Pricing all this optionality is tough—some units will succeed spectacularly, others may falter. With this background, let us turn to the mechanics of the IPO and what happens next.
The IPO Rollout
Demand is red-hot. Orders have already surpassed the number of shares available, suggesting robust institutional demand and the potential for a strong debut when trading starts around June 12.
SpaceX has designed its IPO lock-up agreements so that most insiders cannot sell portions of their shares earlier than is typical, thanks to a staggered release schedule. This restricted supply, combined with buying interest, could support the price in the early months. However, the real test comes 6–18 months later when more shares unlock. At that point, fundamentals—actual earnings delivery, Starship progress, and AI execution—will matter most. Positive news on Google/Anthropic extensions or new deals could make $135 look like a bargain in hindsight, while delays or margin pressure could lead to volatility.
Key Points for Investors
For investors, here is how to approach the situation: SpaceX ticks all three boxes. It is a “buy” on quality; the debate is purely on entry price.

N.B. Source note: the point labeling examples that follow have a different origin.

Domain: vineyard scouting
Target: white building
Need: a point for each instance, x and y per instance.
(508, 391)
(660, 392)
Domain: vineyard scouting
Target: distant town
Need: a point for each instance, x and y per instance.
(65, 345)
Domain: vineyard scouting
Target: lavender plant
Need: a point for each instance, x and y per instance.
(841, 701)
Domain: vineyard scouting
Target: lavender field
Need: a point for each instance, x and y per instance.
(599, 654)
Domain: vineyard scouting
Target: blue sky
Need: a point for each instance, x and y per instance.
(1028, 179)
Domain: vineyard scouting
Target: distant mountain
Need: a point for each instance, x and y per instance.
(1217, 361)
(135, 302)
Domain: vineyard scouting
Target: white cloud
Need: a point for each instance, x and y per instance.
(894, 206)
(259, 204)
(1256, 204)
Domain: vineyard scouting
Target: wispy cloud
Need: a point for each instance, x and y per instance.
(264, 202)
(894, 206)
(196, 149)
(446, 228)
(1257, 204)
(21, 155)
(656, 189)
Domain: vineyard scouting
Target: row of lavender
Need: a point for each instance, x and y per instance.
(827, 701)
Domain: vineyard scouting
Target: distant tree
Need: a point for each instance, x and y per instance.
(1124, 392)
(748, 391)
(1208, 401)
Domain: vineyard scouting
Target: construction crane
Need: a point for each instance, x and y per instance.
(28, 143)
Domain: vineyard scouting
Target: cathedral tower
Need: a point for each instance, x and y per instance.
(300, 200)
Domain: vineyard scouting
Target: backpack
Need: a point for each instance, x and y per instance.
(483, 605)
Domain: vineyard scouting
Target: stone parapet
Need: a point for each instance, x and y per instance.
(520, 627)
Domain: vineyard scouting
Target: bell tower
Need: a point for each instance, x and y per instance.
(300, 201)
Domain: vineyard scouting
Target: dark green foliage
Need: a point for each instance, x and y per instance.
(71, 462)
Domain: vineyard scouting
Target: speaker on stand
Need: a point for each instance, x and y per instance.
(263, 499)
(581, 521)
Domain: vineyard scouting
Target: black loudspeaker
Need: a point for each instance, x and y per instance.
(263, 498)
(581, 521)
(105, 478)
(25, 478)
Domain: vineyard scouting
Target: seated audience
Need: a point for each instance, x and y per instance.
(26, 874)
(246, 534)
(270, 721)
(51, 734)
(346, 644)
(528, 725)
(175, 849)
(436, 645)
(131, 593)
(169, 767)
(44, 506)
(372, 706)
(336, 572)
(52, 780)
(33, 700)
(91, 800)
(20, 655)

Approach with patient capital. This means money you will not need soon and are not borrowing to invest (avoid margin or high-interest debt).
Consider dollar-cost averaging (DCA) – buy in tranches over time to smooth out volatility.
Long-term holding (5–10+ years) aligns with the multi-decade vision of reusable space tech and AI infrastructure.
Also, diversify. Even the best companies face execution risk regulatory issues, technical setbacks, or competition.
No one can predict exact pricing, but history shows great businesses compound wealth when bought at reasonable (or even stretched) valuations with strong moats. SpaceX represents the future of humanity’s expansion into space and computing. Whether at $135 or after any post-IPO adjustment, it offers exposure to innovation that could redefine industries.
Do your own due diligence, understand the risks, and invest accordingly.